On the death of John Nash and the question of genius
Madhavankutty Pillai Madhavankutty Pillai | 28 May, 2015
What are the odds that a man should have overcome the adversity of having his own mind at war with him, retreat into anonymity, become an object of sympathy and then in his life’s autumn win a Nobel Prize, become a household name across the world through a Hollywood movie based on him, and then, again at a different crest now, die in an accident in the back seat of a taxi? Even John Nash himself couldn’t have calculated the probability. The question that his death throws up is whether genius is worth it. Especially if a man’s big idea, world-altering perhaps, comes before the age of 30 and everything that follows is just a hangover—over half a century being a shadow of one’s own brilliance.
It looks tragically fantastic, but only when analysed in retrospect. Because John Nash was never Russell Crowe, the man who plays him in A Beautiful Mind. The movie shows him willing and thinking his way out of schizophrenia, whereas his ailment actually mellowed naturally with age—you can’t think away schizophrenia anymore than you can think away malaria. Human beings of sufficient greatness got mythologised in pre-modern times; now they are fictionalised on screen. But while the man is alive, his life is just a dull grind. Everyone is tormented; the only concession they have is perhaps being more acutely aware of it.
So is genius worth it? The question has no answer because genius is not choice; it is an automatic function of a combination of genes, a particular construction of the brain that come abouts by chance. You cannot engineer a Nash or an Einstein in a test tube. The more important question is whether such a human being, an anomaly of nature who had no say in what he is, should be put on a social pedestal. If its sounds counter-intuitive, consider the opposite case—of a human being who is mentally challenged. Does civilised society think it one of its better values to look down on such people? It doesn’t, because absence of IQ is not a character defect. If so, then why should extremely high IQ make for an idol who children should emulate?

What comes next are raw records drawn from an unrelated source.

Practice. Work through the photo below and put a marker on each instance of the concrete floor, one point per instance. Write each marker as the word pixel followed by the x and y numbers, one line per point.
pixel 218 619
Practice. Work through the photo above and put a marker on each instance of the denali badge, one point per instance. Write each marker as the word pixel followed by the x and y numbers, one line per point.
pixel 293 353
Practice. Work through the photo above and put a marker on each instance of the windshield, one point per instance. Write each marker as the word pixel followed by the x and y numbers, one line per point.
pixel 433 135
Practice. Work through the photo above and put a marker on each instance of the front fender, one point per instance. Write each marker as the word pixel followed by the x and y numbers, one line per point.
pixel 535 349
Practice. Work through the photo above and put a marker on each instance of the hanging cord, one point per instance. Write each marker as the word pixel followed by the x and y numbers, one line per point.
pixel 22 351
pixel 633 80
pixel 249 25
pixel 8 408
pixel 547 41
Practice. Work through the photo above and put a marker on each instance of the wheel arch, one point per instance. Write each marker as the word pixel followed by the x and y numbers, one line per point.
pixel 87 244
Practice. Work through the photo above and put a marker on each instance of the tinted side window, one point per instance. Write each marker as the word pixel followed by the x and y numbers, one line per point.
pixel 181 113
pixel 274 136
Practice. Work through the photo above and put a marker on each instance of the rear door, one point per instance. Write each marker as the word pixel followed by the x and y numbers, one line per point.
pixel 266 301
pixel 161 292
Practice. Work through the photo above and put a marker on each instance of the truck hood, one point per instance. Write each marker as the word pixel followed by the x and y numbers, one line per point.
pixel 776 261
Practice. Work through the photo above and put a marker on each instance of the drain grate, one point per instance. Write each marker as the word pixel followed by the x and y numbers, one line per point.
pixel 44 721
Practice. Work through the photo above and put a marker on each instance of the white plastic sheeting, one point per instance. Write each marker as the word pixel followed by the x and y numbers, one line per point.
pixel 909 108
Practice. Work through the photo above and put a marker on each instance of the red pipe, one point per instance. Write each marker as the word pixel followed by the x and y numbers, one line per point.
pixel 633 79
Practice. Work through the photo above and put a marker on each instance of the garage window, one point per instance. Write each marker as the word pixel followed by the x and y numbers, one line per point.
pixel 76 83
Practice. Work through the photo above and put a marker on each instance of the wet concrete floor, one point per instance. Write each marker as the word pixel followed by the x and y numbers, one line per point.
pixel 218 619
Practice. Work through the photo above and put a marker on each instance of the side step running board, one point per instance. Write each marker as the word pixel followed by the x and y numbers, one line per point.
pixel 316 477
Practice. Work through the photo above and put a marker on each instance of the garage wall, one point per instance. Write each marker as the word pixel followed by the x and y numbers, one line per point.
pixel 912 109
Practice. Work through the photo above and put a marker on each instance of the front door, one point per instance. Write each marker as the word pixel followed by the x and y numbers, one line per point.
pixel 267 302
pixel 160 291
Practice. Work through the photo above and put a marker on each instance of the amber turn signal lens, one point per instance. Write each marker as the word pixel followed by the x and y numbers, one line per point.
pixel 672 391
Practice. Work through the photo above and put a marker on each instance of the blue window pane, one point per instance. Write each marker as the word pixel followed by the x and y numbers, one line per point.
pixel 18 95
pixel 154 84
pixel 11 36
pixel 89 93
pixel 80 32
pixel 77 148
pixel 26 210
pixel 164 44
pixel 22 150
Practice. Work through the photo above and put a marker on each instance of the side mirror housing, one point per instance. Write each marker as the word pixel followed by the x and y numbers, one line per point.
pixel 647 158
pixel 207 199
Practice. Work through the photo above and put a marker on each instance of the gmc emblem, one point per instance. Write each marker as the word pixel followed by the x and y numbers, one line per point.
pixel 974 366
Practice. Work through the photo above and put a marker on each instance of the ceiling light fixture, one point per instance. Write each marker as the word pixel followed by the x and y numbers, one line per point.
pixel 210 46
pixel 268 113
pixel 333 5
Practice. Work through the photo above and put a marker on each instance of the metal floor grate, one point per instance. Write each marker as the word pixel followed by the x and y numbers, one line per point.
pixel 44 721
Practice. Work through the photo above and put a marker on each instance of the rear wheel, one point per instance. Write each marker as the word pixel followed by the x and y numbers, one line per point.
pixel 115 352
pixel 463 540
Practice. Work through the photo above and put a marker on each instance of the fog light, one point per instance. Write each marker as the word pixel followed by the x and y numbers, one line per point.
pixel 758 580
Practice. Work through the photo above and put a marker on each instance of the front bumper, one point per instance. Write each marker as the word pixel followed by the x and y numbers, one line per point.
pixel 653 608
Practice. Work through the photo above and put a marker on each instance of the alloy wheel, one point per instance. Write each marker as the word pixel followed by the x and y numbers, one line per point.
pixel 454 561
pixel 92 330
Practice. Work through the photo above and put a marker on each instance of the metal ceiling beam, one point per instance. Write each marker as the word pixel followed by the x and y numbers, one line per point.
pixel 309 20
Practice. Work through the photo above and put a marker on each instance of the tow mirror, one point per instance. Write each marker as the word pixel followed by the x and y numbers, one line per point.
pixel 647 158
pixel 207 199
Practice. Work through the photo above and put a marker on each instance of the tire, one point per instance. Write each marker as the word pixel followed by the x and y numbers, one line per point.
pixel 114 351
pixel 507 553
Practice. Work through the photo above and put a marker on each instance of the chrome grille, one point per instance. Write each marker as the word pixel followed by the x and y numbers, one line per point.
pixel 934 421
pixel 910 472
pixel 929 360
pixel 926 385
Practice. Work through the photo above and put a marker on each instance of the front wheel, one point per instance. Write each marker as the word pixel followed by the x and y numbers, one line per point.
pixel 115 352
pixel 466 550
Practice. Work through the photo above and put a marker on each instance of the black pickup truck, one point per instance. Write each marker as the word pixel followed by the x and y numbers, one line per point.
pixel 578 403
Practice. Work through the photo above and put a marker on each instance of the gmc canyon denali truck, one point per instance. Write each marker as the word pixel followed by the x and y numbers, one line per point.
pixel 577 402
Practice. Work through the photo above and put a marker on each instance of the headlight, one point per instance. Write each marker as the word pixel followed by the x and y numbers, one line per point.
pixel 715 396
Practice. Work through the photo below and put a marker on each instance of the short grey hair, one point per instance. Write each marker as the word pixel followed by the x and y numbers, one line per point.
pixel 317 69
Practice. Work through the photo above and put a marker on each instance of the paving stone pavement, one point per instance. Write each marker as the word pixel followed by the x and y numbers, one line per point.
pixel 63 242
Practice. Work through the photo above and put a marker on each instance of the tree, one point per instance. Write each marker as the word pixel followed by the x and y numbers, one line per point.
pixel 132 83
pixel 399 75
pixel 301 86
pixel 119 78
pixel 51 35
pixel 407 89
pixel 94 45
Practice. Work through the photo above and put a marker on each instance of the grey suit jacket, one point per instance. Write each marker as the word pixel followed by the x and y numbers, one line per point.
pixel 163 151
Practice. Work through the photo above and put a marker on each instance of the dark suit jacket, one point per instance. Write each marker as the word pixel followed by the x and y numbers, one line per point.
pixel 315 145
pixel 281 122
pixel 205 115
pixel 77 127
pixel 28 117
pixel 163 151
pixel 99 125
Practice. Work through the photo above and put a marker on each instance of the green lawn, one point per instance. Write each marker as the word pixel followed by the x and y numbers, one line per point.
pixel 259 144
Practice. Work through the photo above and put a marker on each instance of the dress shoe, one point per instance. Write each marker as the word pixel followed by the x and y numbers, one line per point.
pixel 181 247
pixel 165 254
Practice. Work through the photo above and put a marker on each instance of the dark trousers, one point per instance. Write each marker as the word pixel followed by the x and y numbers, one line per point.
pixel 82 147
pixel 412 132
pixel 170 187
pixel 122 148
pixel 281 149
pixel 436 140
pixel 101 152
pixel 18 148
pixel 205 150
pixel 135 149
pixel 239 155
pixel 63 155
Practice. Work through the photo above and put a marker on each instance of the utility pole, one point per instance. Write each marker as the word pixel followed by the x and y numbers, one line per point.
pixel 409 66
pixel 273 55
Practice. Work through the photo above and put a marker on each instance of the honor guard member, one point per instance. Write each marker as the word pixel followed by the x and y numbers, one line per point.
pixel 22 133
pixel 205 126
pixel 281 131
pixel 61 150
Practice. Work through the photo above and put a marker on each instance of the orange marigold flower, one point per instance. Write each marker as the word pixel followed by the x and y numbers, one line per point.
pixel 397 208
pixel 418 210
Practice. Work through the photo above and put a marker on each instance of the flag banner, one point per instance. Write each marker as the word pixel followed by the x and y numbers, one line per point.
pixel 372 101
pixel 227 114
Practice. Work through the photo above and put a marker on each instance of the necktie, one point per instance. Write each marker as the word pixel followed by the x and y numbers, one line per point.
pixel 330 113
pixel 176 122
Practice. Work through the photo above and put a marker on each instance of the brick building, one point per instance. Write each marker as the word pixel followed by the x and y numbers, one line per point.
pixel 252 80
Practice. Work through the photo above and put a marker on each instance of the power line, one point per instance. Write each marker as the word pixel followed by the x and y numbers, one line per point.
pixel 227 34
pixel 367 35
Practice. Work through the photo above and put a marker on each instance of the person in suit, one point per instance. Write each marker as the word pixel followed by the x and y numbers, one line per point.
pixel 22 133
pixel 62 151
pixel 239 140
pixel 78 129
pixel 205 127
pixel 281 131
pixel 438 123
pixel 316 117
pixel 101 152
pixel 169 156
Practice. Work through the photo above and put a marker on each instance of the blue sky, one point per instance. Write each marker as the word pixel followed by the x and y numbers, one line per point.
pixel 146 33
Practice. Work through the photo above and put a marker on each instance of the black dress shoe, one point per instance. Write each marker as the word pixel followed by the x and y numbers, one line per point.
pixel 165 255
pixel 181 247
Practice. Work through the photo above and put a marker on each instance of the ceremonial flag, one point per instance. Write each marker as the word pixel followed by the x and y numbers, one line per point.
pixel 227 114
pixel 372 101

Human beings are hypnotised by what they don’t have; it is the nature of how we evolve through constant yearning. We admire success unreservedly and conspire to shower the successful with even more gifts. Israel, a state that was guaranteed to be built on war, even asked Einstein, an absent-minded nerdy man with not a violent bone in him, to be its founding president (the smartest man in the planet was wise enough to refuse it). Hollywood wouldn’t spend millions of dollars to make a movie on a schizophrenic unless that person had written papers that changed economics and mathematics in fundamental ways. He has to become a hero with super human resilience. But Nash was just someone who was born with tools that equipped him to see things more clearly than the rest of the world, and that too, only for a very short time.